Low density – Low political interest

Decisions are likely to be made by individuals or small and closed policy or interest groups and these are likely to be informed by personal values or interests or by the little research that is available

Low density – High political interest

Decisions are likely to be informed by political considerations and based on electoral demands and the public’s values or interests: in other words: votes count

So, by exploring these factors, one option could be to work in an area where there is low political interest (relatively speaking) and high information density – as the argument goes that decisions are likely to be taken by a small group of people using fairly technical criteria (perhaps monetary policy fits this bill) – which might help to promote the instrumental use of research that a donor might desire.

Some ministries and agencies, such as Finance, Trade, the Central Bank and Public Works, often produce outputs and outcomes that are more quantifiable in economic terms and where indicators of progress are clear, decision-making is more rational and systems for storing and reusing information are better. This may suggest that policymakers could have incentives to adhere to established technical standards in a limited number of ministries and thus are more likely to draw on knowledge in the process.

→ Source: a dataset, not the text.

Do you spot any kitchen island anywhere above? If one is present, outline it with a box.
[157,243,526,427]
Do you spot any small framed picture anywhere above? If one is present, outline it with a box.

Second, in general terms, there is often a perception that issues such as trade and fiscal policy that are viewed as technically more complicated create an incentive to bring in people with academic backgrounds and technical skills. This suggests that issues that seem less complicated, such as health and education, are unlikely to attract quite as much technical input and conversely enable a broader number of actors to comment and critique. A number of respondents suggested that the media and civil society were more likely to report on social issues such as health and education, perhaps because they could relate more to the issue. As they had been ill and been to a hospital, they felt they were better placed to have a say on how the health system should be designed; or, since they had been to school, they could comment on designing education policies (which may also indicate why legislators have increasingly been seen to draft legislation on these issues). However, a number of respondents reasoned that the quality of debate on such issues in the media tended to be very poor, reflecting a lack of understanding of what ‘good’ policies (on health and education, for instance) really are. This would suggest that almost all policy issues can be characterised as technically complicated and that levels of stakeholder engagement are driven mainly by perceptions rather than actual levels of complexity.